Sonia, nicknamed Sonny, got involved with an American from Pittsburgh who was in India avoiding the draft. Anjali was born in 1974, the love child of these interracial hippies. In 1976 when President Carter offered amnesty for draft dodgers, Angel's father decided to come back to America and reconnect with his friends and family. He took with him several gifts, one of which was a boxed set containing an elegant English translation of the Vedas. At La Guardia airport, a dope-sniffing dog drew attention to the Vedas, which were found to contain three pounds of top quality hashish. Angel's father broke away and became a fugitive. Neither Angel nor her mother ever heard from him again.
Sonny turned from drugs to drink. For five years she wallowed in despair and depression, getting dangerously close to her thirtieth birthday. Finally, her family used to their money and influence to find her a new husband - a Bengali spice exporter named Chakravarthy.
Angel resented Sonny's sell out to the West and would occasionally refer to her as 'her burned out hippie mom'. Angel would also refer to Sonny by her first name using the tone of voice that parents save for errant children. In the rebellious way that children have, Angel became excessively traditional, adopting all of the values that her mother had rejected. At the same time, she resented her stepfather as an intruder. One day she would study Sanskrit poetry to antagonize her mother, the next day she would wear a tie-dyed t-shirt with no bra to aggravate her father. As her mother deteriorated she moved more toward traditional views. But the stamp of the West is not so easy to wash off and Angel found herself trapped between two cultures. Sort of an Indian version of Steppenwolf.
Growing up as the adolescent child of a depressed alcoholic, Angel was often responsible for her mother and became compulsively control oriented. I knew that she would never make a mistake as silly as overwriting the wrong tape. I also knew how deeply Frank's allegation had wounded her. I felt a deep sense of betrayal. For the first time since I had known Frank, I was angry with him.

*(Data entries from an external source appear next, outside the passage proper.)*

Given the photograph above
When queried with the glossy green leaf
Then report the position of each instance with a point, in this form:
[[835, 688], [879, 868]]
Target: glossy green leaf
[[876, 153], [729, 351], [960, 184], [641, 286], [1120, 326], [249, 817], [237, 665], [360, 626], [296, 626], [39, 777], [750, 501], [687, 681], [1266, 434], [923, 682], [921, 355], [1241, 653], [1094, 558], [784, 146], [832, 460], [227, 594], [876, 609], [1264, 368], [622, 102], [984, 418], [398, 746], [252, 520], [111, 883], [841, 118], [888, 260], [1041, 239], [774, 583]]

"I don't think Professor Haggerty really meant that Angel." I said soothingly. "There is probably something else bothering him that he can't do anything about, so he took it out on you."
"Do you really think so?"
"I'm sure that's it."
She stopped crying and relaxed in her chair. She even managed to force a slight smile. I sat back wondering what was bothering Frank, completely unaware of how prophetic my reassurances were.